The issue I have is a bit delicate, so please try to approach with sensitivity.
My brother is someone who could fully pass for a cisgender man. His girlfriend is extremely beautiful, feminine, and rarely gets misgendered. That said, when most people meet her for the first time, they can tell she is trans. I won't go into details as to why, out of respect for her, but please trust me that people can tell.
Her and my brother have asked me not to mention she is trans to my parents and I agreed - but I thought it was more the case that he wanted to be the one to say. A
fter meeting her, my parents could see she was trans and mentioned it and he completely denied it. The same thing happened with another relative.
As far as I know, he plans to not tell anyone in the extended family, and wants me and the only other person who "knows" to keep it a secret.
He is fully under the impression that people believe him.

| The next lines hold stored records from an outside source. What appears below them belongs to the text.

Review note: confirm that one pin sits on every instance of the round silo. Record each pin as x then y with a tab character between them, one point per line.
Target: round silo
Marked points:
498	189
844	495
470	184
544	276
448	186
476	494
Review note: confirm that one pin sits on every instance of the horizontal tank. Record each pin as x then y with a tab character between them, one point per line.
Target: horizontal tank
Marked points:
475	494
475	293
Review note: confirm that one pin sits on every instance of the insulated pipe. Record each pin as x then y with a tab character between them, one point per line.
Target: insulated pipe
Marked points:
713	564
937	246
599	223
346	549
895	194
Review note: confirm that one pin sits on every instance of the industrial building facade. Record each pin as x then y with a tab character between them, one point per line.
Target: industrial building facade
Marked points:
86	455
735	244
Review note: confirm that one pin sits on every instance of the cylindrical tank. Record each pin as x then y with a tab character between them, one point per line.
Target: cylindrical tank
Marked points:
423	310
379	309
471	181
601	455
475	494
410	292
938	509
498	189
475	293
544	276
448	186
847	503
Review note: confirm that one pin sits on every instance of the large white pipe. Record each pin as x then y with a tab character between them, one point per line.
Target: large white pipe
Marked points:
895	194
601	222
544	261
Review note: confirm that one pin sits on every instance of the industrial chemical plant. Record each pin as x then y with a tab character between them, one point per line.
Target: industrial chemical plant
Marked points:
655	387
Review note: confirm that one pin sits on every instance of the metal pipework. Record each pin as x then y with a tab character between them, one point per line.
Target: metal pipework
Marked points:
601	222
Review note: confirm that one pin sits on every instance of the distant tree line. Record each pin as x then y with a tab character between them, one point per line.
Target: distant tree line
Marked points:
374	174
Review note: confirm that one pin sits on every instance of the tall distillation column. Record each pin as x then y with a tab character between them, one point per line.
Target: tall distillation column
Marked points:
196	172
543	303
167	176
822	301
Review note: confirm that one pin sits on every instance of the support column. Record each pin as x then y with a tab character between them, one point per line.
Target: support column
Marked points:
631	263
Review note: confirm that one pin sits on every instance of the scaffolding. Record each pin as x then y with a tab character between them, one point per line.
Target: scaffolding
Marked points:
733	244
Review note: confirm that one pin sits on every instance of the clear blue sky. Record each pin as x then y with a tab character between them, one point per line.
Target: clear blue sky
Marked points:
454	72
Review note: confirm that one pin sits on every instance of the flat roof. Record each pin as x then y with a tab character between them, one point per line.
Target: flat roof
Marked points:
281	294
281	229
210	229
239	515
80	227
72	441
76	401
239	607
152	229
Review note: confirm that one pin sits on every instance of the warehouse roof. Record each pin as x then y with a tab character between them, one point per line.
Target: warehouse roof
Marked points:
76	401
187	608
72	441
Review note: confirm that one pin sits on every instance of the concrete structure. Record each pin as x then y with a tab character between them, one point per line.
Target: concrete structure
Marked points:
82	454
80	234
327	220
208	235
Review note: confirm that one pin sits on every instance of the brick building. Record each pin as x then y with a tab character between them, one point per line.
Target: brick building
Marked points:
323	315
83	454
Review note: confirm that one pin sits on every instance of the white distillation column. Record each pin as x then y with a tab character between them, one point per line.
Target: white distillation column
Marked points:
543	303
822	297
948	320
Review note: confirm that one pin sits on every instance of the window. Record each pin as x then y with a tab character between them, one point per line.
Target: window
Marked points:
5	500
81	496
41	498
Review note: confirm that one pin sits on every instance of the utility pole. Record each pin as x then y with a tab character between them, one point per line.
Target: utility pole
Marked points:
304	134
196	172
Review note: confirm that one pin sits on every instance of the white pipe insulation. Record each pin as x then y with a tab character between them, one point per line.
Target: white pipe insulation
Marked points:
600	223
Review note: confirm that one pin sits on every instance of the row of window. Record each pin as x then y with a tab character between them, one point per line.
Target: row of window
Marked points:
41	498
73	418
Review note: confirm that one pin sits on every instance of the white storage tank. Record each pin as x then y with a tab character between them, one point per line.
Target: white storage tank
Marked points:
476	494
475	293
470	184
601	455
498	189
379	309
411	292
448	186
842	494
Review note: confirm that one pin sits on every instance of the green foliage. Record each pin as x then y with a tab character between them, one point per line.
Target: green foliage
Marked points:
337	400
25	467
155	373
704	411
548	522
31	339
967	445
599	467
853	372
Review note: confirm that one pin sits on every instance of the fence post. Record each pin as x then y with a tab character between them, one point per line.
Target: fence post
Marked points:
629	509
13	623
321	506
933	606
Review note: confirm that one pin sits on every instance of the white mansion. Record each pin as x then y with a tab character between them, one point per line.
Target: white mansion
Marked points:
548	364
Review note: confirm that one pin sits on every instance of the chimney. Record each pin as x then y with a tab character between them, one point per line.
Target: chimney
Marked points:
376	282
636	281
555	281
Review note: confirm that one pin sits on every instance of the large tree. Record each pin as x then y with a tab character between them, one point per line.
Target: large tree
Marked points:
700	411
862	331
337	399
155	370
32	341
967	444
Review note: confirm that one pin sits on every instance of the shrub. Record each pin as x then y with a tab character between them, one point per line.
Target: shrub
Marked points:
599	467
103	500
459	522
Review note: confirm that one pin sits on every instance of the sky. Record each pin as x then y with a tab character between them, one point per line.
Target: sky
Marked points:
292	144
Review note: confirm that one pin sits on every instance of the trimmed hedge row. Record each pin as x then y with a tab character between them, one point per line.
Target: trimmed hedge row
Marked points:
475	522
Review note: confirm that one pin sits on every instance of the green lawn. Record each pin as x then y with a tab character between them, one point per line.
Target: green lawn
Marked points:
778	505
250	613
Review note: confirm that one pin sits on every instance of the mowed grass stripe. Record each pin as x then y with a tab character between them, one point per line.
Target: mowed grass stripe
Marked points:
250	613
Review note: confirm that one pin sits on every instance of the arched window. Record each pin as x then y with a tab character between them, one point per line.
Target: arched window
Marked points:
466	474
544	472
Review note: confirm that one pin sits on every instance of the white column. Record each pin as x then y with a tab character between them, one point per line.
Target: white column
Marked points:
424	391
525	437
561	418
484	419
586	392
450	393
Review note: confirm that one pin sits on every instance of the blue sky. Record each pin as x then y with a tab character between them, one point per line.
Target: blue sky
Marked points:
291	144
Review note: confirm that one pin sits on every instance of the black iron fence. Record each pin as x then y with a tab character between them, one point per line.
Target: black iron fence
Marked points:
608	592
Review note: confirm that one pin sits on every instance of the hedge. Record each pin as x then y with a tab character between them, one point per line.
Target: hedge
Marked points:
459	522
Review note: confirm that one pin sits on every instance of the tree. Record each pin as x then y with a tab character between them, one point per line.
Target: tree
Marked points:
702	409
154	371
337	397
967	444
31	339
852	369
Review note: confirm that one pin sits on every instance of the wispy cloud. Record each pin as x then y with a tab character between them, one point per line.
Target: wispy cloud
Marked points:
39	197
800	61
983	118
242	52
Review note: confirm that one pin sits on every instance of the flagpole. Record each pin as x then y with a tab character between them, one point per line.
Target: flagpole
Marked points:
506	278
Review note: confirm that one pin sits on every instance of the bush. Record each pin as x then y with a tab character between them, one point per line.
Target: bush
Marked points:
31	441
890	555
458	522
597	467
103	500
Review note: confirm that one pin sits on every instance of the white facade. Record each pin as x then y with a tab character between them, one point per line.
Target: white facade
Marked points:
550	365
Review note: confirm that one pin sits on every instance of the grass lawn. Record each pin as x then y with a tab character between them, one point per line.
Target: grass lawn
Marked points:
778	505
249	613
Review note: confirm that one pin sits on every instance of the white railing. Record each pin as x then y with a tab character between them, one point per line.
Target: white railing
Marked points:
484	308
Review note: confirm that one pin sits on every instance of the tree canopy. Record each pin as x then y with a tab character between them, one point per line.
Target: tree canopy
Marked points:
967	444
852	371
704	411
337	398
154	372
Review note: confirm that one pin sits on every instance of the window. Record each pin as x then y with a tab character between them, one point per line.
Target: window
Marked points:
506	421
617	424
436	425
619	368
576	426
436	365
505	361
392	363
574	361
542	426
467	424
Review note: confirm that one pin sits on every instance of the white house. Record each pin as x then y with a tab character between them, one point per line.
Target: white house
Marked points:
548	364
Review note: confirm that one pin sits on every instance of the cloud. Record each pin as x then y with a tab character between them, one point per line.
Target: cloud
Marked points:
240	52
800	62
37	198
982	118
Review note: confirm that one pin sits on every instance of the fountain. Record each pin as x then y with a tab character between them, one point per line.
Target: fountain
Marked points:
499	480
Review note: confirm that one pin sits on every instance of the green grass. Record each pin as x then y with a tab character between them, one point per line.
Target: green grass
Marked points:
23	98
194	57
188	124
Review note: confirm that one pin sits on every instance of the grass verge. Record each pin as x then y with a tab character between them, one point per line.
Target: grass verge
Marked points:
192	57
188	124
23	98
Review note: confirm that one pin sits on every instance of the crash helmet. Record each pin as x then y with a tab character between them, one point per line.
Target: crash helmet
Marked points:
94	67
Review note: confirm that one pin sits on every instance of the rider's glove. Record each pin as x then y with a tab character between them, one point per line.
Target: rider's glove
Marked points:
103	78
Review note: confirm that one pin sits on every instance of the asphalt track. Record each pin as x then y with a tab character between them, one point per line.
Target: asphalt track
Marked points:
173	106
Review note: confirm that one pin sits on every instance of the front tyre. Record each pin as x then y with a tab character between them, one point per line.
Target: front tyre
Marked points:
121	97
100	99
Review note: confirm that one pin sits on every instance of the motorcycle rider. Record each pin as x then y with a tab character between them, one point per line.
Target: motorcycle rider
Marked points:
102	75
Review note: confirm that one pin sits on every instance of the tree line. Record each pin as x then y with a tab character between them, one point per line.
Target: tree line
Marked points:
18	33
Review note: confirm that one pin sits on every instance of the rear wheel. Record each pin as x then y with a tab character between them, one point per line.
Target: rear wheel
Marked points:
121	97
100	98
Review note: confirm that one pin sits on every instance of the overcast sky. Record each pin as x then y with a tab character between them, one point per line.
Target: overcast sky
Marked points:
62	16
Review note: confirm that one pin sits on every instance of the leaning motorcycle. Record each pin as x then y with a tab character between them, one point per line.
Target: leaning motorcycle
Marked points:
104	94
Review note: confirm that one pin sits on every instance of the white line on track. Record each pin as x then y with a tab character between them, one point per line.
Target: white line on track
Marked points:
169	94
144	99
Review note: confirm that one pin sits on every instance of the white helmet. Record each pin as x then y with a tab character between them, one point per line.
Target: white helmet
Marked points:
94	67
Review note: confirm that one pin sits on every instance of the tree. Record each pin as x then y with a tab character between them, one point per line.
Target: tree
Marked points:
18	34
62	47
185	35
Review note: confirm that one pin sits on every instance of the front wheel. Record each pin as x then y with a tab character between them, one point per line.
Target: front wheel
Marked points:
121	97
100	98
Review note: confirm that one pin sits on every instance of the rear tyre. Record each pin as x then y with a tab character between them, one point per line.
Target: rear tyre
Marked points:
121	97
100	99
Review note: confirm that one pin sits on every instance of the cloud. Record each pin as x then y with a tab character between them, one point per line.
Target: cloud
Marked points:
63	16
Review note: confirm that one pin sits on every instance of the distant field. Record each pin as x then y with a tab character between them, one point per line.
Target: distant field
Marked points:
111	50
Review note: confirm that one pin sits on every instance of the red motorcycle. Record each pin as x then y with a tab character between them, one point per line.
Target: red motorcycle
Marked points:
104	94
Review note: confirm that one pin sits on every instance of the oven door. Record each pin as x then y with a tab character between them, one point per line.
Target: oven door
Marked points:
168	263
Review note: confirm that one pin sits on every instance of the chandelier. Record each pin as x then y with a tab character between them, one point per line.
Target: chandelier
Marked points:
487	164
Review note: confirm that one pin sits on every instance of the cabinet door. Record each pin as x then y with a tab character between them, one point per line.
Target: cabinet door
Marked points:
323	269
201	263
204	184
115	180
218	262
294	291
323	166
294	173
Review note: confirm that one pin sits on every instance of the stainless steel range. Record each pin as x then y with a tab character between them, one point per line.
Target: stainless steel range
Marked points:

If anyone suspects she is trans, he writes them off as only thinking this because he is trans and so they are making false assumptions (not because of what she looks like).
She met some of my friends at a party recently -
people didn't misgender her, but afterwards would mention she was trans as it it was matter if fact/widely known. Ie they weren't asking "is she trans?", they were taking it for granted that she was AND that she knew they knew. Even people that didn't know my brother is trans did this. She and my brother do not know this because, by coincidence, it happened when they weren't there (it's not as if it's a constant topic of conversation).
Next year I am getting married. This will be her first time meeting large parts of my extended family. I feel I am in a lose lose situation.-
if I let her go into this, not knowing people can tell, then if anyone (of 100 guests) mention it, it's a shock on a day where they are both under pressure and the assumption from their perspectives will be that I betrayed their trust and told people. - if I speak to my brother and tell him, I challenge their view of her as being stealth. Maybe this is important to her identity and it damages her confidence.
All things considered,
I am thinking it's best to gently tell my brother that multiple people have been able to tell, and they will attend the wedding, but maybe I don't mention the full extent / how many people have been able to. So at least then they are prepared for a worst case situation.
Can anyone offer thoughts or advice?